Is James Cameron responsible for my adolescent rebellion and macabre obsession with the dark side? I’m not saying he’s the reason… I’m just saying everything was fine until I saw his movie- played backward it says “In the name of Lucifer, spill the blood of the innocent” you know… (sorry, Judas Priest joke).
Since that quintessential movie there have been a campy sequel (T3: Rise of the Machines, just had the wrong cast- simple as that– but a brilliant twist ending) and an action-packed “super-sequel” (Terminator: Salvation, a movie that begins another Terminator trilogy, this time surrounding John Connor in the future and the fight against the machines & Skynet).
Somewhere in between trilogies, came the FOX television show Terminator: The Sarah Connor Chronicles (or SCC). I’d caught the first episode when it aired a few years ago, but laughed it off (like most things on FOX) and forgot about it. Leave it to Netflix… since they started their instant streaming service, I’m never without some sort of fictional escape. So in between seasons of 24 and Trailer Park Boys I decided to give Sarah Connor Chronicles a shot.
It’s classic FOX TV by the way. If you’re a fan of any FOX show, you know what I mean. Heavy on melodrama, not a lot of character development, political undertones… and that distinctive FOX Filter that makes everything a little darker and grainier… basically right up Terminator’s alley. Everything that makes the Terminator series GREAT (the bad-ass cyborgs, the time-travel, the mythology) is given a TV treatment, and while it’s not the best show I’ve ever watched- It definitely leaves something to be desired when it comes to actual production. The dialogue is atrocious at best sometimes, other times the performances are so over the top that cheese actually spills out of the HDMI slot on the front of my LG… but the rest of the time it’s not bad, seriously!

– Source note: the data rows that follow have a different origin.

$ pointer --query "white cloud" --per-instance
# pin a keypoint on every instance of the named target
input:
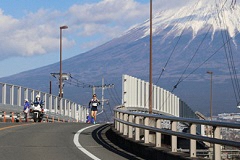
(90, 24)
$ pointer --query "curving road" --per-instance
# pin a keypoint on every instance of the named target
(57, 141)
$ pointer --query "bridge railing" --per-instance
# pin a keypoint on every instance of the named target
(14, 95)
(135, 124)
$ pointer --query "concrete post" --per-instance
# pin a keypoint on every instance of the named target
(216, 147)
(193, 142)
(137, 130)
(146, 132)
(130, 128)
(158, 134)
(174, 138)
(125, 127)
(121, 125)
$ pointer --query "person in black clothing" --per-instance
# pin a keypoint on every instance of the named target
(94, 102)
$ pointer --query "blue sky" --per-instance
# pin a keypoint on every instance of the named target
(29, 29)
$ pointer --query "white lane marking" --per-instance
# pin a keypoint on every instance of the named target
(80, 147)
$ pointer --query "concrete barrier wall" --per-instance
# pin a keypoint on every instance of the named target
(135, 93)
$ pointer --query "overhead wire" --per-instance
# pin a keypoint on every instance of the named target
(175, 46)
(229, 55)
(181, 79)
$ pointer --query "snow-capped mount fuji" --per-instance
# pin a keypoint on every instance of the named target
(196, 16)
(187, 42)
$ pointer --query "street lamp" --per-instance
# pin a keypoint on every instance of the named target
(150, 62)
(60, 77)
(211, 73)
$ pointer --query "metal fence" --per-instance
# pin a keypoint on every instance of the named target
(135, 93)
(136, 125)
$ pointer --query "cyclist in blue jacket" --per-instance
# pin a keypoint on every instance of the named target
(94, 102)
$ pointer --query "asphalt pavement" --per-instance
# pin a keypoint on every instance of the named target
(55, 141)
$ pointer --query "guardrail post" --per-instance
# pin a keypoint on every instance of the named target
(174, 138)
(193, 142)
(20, 119)
(125, 127)
(146, 132)
(130, 128)
(117, 123)
(12, 117)
(158, 134)
(121, 125)
(4, 117)
(137, 130)
(216, 147)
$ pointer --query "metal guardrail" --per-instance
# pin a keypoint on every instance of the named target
(128, 123)
(12, 96)
(19, 117)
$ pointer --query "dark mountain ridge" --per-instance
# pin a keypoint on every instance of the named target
(129, 54)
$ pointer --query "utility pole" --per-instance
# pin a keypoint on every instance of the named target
(150, 63)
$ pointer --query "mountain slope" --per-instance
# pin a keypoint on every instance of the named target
(186, 43)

The plot follows Sarah Connor, John Connor, Derek Reese (brother to Kyle, John’s father-from-the-future), and the brilliant Summer Glau as ‘Cameron’- a female Terminator known as an Infiltrator– sent back to protect John. The timeline starts post-Terminator 2 with John and Sarah on the run, evading the FBI and any cyborgs that might pop up (even though the time-travel-device was supposedly destroyed in the first movie there is a HELL of a lot of time-traveling going on in this series). They are quickly joined by Cameron, the Infiltrator, and soon become wrapped up in continued efforts to stop “Judgement Day,” the day Skynet becomes self-aware and destroys most of the human population with nukes. They time-travel from 1999 to 2007 in the first episode, that way the series can take place when it was filmed, and exists on a separate timeline than that of T3: Rise of the Machines.
The show brings a depth that most cookie-cutter action shows don’t have, mostly in part to the amazing performances by Lena Headey, Thomas Dekker, and Summer Glau as the three on the run. It boils down the essence of the Terminator universe, stripping away the big action-sequences and explosions (of which there are still PLENTY), and revealing more of the humanity that lies there.
One thing I’ve always loved about the Terminator series is the parallels it draws between the machines and us humans, how when our civilization is destroyed and our humanity is strained, how much different are we from these machines? James Cameron did an excellent job in T2 to make us question where the line is between human and machine, and The Sarah Connor Chronicles expands on that. We get to see what these characters are pushed to do, how they love, fight, struggle, and ultimately (because we know the future) die…
If you’re a fan of the Terminator trilogy and haven’t checked out The Chronicles yet, do it! FOX TV made only 31 episodes (2 seasons), but this highly rated show is definitely worth kicking back with.